The second factor is that the cost of land preparation was not included. Both irrigation systems require land smoothing/forming. It is likely that the ASFI would require greater precision in land smoothing/levelling, which would increase the lifecycle cost/ha slightly, depending on the available resources to the farmer. The third issue is that, for both the ASFI and SSD systems, trenching and burying of drip lines were not included in the economic analysis. Adding the trenching costs to the ASFI system would substantially increase the capital cost of the system due to the amount of pipe required. With an assumed trenching cost of R6.50/m, the capital costs of the 10 ha sample design would increase by approximately R38 000. To reduce capital costs, it is recommended that the LDPE sub-mains are left on the

surface and the laterals are buried.
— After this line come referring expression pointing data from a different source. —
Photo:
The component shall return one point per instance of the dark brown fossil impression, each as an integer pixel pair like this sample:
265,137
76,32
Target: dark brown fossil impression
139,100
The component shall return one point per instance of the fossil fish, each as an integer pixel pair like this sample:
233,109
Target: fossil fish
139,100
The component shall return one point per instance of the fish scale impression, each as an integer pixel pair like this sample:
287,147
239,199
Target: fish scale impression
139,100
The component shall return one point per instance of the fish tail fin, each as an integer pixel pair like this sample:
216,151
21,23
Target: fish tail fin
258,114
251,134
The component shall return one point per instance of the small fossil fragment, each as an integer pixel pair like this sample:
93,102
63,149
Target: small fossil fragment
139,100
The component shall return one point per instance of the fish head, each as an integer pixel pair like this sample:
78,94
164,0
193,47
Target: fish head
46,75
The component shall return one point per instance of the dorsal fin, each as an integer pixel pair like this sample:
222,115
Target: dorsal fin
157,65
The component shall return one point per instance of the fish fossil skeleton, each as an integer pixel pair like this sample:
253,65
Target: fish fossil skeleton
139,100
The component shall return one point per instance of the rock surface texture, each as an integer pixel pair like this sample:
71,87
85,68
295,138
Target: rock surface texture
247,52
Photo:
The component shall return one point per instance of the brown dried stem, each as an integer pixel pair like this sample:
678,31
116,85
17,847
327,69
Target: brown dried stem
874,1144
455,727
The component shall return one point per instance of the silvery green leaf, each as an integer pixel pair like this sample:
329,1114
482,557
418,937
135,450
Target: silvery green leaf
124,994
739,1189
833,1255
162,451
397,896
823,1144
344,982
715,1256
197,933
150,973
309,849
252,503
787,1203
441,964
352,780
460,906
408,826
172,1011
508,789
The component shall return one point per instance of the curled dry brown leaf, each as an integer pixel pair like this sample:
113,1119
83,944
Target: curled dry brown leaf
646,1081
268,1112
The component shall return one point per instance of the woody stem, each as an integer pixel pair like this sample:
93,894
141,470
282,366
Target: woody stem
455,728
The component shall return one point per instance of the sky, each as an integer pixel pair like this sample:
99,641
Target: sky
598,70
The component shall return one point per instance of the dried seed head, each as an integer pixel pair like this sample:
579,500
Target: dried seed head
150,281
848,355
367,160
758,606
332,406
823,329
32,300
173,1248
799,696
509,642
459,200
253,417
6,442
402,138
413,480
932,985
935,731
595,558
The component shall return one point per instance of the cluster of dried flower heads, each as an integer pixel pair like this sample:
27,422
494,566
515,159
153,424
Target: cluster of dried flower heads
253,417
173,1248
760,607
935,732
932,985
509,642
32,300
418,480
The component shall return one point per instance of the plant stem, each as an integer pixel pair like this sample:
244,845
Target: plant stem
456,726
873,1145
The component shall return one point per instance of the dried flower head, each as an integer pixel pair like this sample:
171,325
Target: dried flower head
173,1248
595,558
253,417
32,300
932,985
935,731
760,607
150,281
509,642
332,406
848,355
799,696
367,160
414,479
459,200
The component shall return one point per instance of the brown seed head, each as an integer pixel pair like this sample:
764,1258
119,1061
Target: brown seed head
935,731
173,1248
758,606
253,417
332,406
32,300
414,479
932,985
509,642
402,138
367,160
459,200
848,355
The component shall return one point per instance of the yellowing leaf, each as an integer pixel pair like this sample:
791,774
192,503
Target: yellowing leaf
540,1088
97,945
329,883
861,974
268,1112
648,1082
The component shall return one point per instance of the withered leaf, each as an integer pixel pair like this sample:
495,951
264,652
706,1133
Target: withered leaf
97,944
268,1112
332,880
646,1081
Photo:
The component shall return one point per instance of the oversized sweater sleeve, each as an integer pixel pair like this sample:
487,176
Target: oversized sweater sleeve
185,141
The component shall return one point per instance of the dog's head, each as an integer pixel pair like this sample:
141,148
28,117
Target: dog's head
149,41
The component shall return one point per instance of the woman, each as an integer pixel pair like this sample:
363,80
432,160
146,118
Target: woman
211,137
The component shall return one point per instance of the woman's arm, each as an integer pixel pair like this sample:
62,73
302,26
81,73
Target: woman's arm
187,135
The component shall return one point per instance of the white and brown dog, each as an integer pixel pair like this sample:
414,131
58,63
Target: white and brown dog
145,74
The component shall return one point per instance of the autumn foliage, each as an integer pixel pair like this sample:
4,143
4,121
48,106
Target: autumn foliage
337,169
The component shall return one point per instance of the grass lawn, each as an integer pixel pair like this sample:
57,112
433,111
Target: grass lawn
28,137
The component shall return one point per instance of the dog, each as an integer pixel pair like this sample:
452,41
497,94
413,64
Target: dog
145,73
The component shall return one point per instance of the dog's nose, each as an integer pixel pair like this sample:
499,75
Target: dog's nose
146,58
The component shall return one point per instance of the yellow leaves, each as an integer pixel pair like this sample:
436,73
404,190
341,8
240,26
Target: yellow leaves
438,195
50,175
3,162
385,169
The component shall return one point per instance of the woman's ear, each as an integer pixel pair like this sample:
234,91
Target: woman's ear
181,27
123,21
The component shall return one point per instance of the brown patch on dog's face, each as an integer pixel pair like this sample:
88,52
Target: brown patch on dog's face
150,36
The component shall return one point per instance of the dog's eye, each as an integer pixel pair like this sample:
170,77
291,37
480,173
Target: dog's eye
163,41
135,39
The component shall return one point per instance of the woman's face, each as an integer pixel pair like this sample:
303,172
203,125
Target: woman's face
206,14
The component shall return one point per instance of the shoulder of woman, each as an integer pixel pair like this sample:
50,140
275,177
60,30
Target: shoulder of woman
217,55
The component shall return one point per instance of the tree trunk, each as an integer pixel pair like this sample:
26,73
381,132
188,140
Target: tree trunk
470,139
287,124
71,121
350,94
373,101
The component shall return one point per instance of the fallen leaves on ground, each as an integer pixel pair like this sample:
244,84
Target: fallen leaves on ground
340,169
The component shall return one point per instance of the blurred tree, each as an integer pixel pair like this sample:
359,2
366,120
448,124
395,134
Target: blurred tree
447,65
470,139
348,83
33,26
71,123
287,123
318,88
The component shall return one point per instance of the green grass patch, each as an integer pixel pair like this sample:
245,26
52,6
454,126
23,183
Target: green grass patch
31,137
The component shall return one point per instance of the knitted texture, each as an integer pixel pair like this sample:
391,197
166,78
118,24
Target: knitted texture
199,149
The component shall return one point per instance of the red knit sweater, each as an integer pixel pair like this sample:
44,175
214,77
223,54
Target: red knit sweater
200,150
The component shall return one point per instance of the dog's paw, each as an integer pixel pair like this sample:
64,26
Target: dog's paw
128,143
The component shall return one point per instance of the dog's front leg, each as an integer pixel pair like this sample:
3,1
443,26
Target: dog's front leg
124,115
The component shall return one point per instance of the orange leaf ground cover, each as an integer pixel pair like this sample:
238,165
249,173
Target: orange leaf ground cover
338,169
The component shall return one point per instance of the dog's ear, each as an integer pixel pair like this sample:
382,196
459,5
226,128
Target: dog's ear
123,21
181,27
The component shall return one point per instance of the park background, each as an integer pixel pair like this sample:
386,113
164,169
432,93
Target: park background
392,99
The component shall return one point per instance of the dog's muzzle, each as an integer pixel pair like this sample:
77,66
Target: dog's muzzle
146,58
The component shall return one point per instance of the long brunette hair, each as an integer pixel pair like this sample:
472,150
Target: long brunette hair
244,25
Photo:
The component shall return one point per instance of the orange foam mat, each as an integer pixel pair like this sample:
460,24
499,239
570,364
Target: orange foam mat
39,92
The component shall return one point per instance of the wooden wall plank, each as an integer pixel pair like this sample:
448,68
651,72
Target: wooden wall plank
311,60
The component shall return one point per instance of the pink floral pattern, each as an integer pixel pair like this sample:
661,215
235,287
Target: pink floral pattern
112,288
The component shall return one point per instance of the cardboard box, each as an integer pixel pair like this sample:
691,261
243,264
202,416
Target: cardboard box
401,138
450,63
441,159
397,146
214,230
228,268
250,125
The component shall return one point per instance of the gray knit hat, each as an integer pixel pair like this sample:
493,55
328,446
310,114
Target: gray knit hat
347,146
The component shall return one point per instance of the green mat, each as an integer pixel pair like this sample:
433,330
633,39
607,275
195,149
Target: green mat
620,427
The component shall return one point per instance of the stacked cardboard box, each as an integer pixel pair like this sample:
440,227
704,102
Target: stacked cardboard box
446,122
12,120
This would not limit machinery operation in the field as the sub-mains run parallel to the furrows.

6.4.5 Labour and maintenance requirements

For the Ukulinga trial, the irrigation installation was slightly more labour-intensive for the SSD irrigation system, as the laterals were laid by hand. However, on a larger scale, the ASFI installation is likely to be slightly more intensive than other irrigation systems due to the large number of pipes that require installation. If furrow lengths vary along a lateral, the installation process for ASFI is likely to be even more intensive as emitter pipes would have to be cut to different lengths along the lateral, to obtain the optimum flow-rate and the required irrigation depth.

In the initial stages after installation, the Ukulinga ASFI system was more labour-intensive than the Ukulinga drip system, as problems with specific furrows needed to be corrected.

However, most of these problems were due to the Ukulinga ASFI system layout and inadequate land preparation. After the initial stages, the Ukulinga drip irrigation system had a higher labour requirement as the dripper lines needed to be flushed and holes in the dripper lines needed to be repaired, whereas the Ukulinga ASFI system required mainly supervision.

From the sample design in Section 5.4.1, the maximum area from which one lateral can be irrigated at a time is 10 ha. For larger areas, two or more laterals could be irrigated simultaneously. The main irrigation task for the labourer would be to ensure that the valve does not malfunction and that emitters are correctly positioned. It is unlikely that one labourer would be able to check on two laterals concurrently. Therefore the labour requirements for ASFI would be about one labourer per 10 ha. Conventional systems such as drip and dragline sprinkler require one labourer for every 20-25 ha (ARC, 2003). However, the labour for the conventional systems would be focussed solely on tasks such as moving sprinkler stands or flushing drip laterals. The ASFI labourer would be able to do tasks such as weeding, as the irrigation requirements for the labourer are only supervisory. Therefore, the total labour required, for say a 100 ha drip/dragline system, would be similar to the labour requirement for a 100 ha ASFI system.